This hurts a little to post because I can remember as a child, a Saturday morning with my father sitting outside the local McDonald's. My father a cup of coffee and a smoke, myself a breakfast kids meal I enjoyed as my little fella feet swung with excited glee as we sat upon the brightly colored round plastic seats attached to the bench. My favorite part, the way the eggs were always a lump of eggs. I could take my fork, stab the egg lump in the middle and have what I appropriately named the "egg Popsicle". Maybe that was the start of my weight problems. Hmmmm!
Mushy moment over, McDonald's Top Chef Daniel Coudreaut is reported as saying "I don't see anything on the menu that's unhealthy" when asked about the McDonald's menu.
A meal consisting of a Quarter Pounder hamburger, french fries and soft-drink |
McDonald's has been the target by many for being the caveat breeder of youth obesity epidemic in this country. It's been years that McDonald's has defended itself from these allocations. If you remember back, McDonald's was sued for their claim of offering healthy french fries. Until some little girl died from eating the french fries McDonald's claimed did not contain a certain ingredient.
You and I both know that McDonald's is not a mimic of the health foods isle at your local grocery store. It's reality and we either accept it or not.
It's alarming to read about the top chef of McDonald's is claiming he sees nothing unhealthy on the menu. You've got to be kidding me. In the article released by the Akron Beacon Journal Coudreaut was asked if he feels responsible for the obesity epidemic in this country, to which he responded "I'm only responsible for what goes into my children's mouths. We eat McDonald's at least once a week".

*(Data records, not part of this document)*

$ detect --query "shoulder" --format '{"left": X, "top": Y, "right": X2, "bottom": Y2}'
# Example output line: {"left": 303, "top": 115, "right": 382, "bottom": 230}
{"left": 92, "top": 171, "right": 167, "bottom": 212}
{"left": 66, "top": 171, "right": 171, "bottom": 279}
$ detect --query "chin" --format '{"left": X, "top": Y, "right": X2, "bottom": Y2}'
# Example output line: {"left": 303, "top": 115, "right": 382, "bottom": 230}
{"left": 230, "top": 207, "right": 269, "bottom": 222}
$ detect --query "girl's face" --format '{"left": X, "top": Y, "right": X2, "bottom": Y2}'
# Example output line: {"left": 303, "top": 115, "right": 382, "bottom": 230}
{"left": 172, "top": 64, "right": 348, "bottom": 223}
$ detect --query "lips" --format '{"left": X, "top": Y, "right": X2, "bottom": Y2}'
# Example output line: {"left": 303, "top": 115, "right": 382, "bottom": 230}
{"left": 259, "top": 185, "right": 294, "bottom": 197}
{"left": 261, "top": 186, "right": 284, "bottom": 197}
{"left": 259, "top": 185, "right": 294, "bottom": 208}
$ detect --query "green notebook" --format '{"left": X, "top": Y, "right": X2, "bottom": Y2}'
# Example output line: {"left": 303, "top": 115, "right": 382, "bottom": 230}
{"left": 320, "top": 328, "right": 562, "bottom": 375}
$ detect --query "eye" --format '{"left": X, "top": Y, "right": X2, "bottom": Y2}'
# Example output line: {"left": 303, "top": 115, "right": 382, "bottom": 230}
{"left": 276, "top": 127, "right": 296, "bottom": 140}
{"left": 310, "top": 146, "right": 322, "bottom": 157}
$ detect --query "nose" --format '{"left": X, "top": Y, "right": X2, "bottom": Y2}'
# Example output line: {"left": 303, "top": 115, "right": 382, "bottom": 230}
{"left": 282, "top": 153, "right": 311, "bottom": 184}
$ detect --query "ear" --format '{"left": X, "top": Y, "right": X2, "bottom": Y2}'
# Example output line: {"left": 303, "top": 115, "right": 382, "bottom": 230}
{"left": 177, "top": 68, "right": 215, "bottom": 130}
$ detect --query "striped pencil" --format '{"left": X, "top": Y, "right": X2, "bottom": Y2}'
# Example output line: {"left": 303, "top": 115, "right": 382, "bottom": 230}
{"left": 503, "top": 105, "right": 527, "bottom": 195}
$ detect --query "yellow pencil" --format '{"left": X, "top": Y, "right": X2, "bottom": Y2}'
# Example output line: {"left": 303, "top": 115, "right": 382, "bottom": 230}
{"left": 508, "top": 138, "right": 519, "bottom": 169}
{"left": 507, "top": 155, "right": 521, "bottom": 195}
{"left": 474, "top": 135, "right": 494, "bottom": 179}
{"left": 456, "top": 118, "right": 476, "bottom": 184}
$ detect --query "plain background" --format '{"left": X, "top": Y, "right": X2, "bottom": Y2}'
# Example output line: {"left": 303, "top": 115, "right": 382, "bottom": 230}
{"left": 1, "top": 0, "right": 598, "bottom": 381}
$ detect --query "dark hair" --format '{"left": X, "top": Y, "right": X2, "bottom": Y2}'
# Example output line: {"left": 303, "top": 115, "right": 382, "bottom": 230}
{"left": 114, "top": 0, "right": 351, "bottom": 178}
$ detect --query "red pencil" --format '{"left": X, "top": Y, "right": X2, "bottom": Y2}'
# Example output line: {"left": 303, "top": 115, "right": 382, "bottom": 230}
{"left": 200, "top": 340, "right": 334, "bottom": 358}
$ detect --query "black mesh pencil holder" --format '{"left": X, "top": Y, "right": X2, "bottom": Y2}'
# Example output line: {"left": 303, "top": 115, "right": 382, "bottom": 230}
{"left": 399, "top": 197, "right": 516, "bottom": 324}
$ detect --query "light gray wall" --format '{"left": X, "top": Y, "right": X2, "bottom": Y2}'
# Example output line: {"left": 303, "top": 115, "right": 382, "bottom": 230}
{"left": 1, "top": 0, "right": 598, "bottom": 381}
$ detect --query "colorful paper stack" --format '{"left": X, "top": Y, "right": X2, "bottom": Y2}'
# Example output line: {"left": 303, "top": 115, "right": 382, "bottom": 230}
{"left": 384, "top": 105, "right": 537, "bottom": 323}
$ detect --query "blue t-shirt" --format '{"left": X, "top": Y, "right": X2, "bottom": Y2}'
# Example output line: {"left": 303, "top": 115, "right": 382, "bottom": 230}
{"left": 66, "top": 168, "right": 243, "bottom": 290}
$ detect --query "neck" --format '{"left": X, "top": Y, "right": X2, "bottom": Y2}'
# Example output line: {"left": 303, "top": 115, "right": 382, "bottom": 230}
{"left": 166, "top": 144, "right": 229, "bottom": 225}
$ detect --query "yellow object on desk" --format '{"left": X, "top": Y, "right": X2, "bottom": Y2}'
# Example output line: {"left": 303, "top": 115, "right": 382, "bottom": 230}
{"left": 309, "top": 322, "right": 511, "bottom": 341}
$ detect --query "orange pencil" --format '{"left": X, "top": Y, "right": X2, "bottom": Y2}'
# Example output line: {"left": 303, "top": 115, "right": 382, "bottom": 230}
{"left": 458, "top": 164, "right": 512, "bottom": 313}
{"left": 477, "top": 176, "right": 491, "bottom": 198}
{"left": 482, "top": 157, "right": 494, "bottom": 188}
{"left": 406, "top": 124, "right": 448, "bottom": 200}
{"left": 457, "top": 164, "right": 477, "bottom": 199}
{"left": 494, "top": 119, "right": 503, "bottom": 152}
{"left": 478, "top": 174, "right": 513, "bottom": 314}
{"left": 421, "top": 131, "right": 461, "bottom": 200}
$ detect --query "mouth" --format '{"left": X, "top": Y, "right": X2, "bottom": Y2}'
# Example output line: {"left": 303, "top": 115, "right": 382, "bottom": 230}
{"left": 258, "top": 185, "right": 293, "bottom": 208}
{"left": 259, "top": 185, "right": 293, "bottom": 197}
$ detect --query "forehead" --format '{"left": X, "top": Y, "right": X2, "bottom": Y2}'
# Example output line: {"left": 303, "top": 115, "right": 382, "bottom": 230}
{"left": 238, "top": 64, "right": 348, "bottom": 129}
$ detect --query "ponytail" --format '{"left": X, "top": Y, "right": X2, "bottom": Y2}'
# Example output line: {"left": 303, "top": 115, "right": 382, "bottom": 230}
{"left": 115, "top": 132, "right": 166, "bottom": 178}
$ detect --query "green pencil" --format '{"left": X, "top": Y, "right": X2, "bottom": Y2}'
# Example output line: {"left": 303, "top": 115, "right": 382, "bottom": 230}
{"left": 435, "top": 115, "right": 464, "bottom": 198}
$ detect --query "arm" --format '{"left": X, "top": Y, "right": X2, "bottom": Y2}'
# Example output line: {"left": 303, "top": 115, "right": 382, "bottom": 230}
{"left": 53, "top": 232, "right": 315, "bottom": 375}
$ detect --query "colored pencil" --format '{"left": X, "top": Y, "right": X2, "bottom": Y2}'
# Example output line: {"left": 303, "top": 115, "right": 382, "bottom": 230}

McDonald's Top Chef Daniel Coudreaut |
McDonald's has PR'd themselves so many times and has put millions of dollars into reinventing itself.
Word the Mc D's - you might want to tighten up ship before we have a McDonald's-less country. This country, the USA, built you up - keep screwing up and we'll tare you down and put up a parking lot. You might want to start with keeping your chef in the kitchen and out of interviews.